What is the smallest cardinality of a self-linked set in a finite cyclic group?

Question

A subset $A$ of a group $G$ is defined to be self-linked if $A\cap gA\ne\emptyset$ for all $g\in G$. This happens if and only if $AA^{-1}=G$.

For a finite group $G$ denote by $sl(G)$ the smallest cardinality of a self-linked set in $G$. It is clear that $sl(G)\ge \sqrt{|G|}$. A more accurate lower bound is $sl(G)\ge \frac{1+\sqrt{4|G|-3}}2$. By a classical result of Singer (1938), for any power $q=p^k$ of a prime number $p$, the cyclic group $C_n$ of cardinality $n=1+q+q^2$ contains a self-linked subset of cardinality $1+q$, which implies that $sl(C_n)=1+q=\frac{1+\sqrt{4n-3}}2$. So, for such numbers $n$ the lower bound $\frac{1+\sqrt{4n-3}}2$ is exact. In this paper we prove the upper bound $sl(C_n)\le \sqrt{2n}$ holding for all $n\ne 4$.

Problem 1. Is $sl(C_n)=(1+o(1))\sqrt{n}$?

This problem is equivalent to

Problem 2. Does the limit $\lim_{n\to\infty}{sl(C_n)}/{\sqrt{n}}$ exist?

If the answer to Problems 1,2 are negative, then we can also ask

Problem 3. Evaluate the constant $\lambda:=\limsup_{n\to\infty}{sl(C_n)}/{\sqrt{n}}$.

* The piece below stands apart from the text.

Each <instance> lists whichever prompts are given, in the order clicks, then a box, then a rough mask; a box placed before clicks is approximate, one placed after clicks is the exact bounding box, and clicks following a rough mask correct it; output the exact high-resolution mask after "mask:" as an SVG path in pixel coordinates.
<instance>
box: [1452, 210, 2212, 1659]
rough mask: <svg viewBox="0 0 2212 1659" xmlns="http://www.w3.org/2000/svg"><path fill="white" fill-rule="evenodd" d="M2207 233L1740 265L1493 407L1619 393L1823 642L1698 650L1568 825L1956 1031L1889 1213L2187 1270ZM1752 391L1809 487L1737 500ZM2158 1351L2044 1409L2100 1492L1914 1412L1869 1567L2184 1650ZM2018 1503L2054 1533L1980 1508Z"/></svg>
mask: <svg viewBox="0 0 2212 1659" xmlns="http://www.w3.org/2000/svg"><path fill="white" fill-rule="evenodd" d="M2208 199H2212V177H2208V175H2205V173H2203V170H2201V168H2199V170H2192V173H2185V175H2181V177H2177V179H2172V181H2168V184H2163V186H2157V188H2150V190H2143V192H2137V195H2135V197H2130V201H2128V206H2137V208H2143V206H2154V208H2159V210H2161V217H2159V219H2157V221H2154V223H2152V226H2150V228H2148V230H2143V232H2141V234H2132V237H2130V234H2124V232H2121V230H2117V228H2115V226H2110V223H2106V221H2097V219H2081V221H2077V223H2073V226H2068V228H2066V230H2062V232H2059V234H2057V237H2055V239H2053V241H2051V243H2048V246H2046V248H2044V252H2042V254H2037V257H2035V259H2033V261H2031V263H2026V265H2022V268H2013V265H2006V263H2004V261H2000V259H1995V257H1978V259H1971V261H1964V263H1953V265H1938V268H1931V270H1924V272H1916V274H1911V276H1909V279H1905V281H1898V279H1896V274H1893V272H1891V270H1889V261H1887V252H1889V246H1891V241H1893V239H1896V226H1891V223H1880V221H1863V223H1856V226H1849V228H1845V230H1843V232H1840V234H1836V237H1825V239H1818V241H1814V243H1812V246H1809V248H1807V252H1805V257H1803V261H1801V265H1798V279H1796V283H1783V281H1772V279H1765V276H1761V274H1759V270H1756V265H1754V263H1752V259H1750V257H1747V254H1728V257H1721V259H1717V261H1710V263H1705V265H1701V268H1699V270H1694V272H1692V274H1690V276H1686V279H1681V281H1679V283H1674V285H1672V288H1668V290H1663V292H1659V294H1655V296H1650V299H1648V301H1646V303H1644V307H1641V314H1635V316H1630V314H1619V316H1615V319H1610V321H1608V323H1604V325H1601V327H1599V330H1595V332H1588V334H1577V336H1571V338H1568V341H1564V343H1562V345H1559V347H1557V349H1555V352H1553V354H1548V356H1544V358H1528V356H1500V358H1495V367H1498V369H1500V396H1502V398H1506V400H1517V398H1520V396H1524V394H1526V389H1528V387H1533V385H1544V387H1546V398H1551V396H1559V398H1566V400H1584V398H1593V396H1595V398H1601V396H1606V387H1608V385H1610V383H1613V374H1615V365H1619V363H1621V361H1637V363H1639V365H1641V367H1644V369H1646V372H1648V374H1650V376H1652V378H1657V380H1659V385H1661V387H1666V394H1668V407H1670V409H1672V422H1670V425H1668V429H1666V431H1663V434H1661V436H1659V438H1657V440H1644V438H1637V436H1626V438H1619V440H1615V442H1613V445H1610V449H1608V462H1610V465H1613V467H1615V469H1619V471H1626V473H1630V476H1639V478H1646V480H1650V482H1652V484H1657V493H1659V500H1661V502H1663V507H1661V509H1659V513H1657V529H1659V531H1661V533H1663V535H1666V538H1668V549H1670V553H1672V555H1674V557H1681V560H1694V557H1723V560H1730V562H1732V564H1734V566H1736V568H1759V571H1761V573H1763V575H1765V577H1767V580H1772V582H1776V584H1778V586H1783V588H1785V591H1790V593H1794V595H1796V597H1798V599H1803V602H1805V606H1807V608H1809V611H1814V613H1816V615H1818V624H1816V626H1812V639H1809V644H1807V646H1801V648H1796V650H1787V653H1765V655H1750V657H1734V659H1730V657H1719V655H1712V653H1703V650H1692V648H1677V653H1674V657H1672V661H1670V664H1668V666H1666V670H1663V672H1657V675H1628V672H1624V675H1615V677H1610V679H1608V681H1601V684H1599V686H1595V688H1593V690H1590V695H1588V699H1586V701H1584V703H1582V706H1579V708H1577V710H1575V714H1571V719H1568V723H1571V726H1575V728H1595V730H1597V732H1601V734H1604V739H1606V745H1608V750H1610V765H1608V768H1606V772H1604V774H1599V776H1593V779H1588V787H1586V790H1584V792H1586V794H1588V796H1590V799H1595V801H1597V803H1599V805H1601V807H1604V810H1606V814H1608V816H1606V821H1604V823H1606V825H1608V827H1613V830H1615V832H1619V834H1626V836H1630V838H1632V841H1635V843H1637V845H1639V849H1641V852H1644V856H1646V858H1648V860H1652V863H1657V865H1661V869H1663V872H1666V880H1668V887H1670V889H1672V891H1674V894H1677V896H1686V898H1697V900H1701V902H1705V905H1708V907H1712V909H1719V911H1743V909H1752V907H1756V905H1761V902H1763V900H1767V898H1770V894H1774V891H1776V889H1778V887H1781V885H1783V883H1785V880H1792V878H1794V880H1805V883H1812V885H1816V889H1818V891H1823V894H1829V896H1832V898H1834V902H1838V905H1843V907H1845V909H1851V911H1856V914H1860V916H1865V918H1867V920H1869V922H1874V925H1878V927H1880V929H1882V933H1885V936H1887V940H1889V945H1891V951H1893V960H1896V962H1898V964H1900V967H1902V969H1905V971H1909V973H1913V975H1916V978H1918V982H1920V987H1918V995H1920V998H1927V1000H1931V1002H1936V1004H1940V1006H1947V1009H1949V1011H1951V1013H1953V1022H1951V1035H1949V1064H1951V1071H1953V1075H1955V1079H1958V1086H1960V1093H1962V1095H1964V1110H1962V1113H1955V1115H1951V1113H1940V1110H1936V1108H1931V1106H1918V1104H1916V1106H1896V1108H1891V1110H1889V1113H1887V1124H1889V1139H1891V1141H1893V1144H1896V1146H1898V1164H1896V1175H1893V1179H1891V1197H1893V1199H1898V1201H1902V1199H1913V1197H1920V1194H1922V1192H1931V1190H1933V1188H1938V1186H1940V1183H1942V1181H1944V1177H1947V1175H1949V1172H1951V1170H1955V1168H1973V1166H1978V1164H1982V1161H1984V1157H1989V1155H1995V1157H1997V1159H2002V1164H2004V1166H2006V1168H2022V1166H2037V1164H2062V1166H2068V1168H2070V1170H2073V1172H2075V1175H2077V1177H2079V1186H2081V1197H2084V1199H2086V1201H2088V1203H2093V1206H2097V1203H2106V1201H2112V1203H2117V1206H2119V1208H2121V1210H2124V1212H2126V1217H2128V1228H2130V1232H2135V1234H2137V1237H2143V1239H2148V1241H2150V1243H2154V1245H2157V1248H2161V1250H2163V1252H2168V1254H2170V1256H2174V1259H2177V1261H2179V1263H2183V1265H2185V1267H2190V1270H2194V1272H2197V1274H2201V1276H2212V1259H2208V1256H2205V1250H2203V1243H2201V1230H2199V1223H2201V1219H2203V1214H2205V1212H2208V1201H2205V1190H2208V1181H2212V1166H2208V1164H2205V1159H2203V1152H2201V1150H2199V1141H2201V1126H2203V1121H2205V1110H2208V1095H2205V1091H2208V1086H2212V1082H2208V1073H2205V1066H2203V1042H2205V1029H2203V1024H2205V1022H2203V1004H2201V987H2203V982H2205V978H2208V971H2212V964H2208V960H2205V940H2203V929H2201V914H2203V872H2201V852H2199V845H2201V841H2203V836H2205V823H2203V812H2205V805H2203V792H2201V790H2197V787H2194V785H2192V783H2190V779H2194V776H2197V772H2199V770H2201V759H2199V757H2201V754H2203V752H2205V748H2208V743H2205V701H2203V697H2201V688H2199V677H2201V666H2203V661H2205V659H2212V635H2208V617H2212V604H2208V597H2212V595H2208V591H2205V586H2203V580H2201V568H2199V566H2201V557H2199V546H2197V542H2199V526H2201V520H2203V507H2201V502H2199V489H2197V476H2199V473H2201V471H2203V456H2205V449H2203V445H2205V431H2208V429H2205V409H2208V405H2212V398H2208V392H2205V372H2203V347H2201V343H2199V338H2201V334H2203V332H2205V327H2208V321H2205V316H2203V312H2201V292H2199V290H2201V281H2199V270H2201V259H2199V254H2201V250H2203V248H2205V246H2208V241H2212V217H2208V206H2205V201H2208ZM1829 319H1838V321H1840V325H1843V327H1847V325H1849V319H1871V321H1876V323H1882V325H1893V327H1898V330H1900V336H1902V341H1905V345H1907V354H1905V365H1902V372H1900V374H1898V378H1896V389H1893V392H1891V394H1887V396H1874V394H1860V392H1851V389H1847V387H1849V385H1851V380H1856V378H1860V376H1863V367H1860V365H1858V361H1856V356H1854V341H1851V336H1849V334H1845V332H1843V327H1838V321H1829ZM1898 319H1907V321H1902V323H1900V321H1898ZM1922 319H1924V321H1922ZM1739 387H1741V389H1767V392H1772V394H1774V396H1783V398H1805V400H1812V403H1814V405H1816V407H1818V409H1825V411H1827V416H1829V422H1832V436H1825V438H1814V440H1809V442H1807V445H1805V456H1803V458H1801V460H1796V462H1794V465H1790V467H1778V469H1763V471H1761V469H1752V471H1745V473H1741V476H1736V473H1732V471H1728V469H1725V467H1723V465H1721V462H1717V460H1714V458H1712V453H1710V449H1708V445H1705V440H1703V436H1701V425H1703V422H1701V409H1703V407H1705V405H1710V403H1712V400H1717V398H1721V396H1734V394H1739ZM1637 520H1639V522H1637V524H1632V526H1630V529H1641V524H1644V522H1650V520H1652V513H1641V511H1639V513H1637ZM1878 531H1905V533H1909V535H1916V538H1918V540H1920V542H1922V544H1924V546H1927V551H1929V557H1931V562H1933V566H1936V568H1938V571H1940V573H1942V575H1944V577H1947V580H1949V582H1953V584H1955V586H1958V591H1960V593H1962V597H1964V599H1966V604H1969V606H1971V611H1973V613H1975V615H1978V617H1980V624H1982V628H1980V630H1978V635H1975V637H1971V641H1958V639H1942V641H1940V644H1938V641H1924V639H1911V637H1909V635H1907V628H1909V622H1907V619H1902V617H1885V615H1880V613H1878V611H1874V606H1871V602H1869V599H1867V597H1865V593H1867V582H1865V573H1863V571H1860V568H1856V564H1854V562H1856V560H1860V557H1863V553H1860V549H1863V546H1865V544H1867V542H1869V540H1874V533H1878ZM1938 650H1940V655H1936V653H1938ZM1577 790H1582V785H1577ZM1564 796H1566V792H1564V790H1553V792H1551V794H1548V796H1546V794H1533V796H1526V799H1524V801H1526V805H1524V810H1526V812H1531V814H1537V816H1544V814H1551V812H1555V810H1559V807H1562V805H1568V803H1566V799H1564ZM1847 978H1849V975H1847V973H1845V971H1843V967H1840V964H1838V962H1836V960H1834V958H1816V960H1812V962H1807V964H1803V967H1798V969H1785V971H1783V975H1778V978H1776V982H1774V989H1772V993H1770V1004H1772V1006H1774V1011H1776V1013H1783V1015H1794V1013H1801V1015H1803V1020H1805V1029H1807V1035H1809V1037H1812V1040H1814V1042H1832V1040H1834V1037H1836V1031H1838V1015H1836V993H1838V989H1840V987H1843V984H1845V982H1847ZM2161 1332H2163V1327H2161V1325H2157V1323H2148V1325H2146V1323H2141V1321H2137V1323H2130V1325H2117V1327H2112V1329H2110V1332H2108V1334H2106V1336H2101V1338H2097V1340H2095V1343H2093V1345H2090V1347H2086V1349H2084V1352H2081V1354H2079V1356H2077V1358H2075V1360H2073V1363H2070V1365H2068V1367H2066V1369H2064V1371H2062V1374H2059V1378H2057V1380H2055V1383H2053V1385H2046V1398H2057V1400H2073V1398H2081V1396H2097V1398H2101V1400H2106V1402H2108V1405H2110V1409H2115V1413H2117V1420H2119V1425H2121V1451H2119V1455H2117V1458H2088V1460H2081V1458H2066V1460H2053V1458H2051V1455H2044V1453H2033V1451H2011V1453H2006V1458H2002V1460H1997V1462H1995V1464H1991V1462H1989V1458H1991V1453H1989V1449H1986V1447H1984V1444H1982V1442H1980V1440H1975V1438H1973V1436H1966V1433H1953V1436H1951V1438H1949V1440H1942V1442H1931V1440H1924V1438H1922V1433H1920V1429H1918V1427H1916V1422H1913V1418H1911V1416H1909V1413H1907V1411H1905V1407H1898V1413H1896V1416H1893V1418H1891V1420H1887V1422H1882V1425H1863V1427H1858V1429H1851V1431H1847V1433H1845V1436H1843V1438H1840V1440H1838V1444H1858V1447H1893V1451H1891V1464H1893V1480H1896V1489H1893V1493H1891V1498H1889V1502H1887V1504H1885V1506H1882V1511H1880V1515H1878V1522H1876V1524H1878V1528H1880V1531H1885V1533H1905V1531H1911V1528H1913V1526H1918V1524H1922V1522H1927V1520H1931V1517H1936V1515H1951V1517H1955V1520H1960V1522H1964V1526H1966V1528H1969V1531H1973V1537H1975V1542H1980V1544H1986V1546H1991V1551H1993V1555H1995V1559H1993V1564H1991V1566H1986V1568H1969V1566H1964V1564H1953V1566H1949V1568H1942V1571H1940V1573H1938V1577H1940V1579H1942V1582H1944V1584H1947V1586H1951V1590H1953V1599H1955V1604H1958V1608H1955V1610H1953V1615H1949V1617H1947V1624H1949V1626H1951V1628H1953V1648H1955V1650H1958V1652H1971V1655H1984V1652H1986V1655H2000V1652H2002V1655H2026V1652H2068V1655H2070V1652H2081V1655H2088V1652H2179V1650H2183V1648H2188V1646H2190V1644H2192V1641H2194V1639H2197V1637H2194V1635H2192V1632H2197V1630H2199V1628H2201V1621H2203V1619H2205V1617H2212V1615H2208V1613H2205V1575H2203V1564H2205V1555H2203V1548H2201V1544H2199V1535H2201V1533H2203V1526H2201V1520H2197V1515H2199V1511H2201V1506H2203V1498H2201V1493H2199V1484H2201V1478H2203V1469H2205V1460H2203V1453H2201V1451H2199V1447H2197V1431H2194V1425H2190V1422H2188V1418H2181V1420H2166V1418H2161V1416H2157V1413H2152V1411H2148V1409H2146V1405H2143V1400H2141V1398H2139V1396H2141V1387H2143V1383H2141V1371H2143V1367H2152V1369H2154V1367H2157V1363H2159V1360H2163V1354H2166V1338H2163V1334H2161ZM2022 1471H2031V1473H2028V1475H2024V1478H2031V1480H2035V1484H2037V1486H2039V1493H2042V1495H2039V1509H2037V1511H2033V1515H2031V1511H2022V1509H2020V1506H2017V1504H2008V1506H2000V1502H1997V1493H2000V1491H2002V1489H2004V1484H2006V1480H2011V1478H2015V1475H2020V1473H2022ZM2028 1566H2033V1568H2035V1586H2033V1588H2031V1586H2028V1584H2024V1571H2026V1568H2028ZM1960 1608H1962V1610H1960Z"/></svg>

At the moment it is known that $1\le\lambda\le\sqrt{2}$.

Answer 1

The difference cover problem has been better studied in the context of $\mathbf{Z}$. Redei, Renyi, and others in the 40s asked for the size of the smallest set $A$ such that $A-A$ covers $\{1,2,\dots,N\}$. They proved an upper bound of roughly $\sqrt{8/3} \sqrt{N}$. To prove this they combined Singer's construction of a perfect difference set with the "perfect ruler" $\{0,1,4,6\}$ (which has difference set $\{-6,\dots,6\}$ each with multiplicity one). This was later improved by Leech and Golay to $\sqrt{8/3 - \epsilon}\sqrt{N}$ (for explicit but not very large $\epsilon$). More interestingly, Redei and Renyi proved a nontrivial lower bound of the form $\sqrt{2 + \frac{4}{3\pi}}\sqrt{N}$.

The upper bound can easily be ported to the cyclic problem by taking $N\approx n/2$ and reducing the set $A$ modulo $n$. This proves an upper bound of roughly $\sqrt{4/3}\sqrt{n}$. However, because of the nontrivial lower bound, this proof technique cannot prove $(1+o(1))\sqrt{n}$. Indeed I think it suggests caution.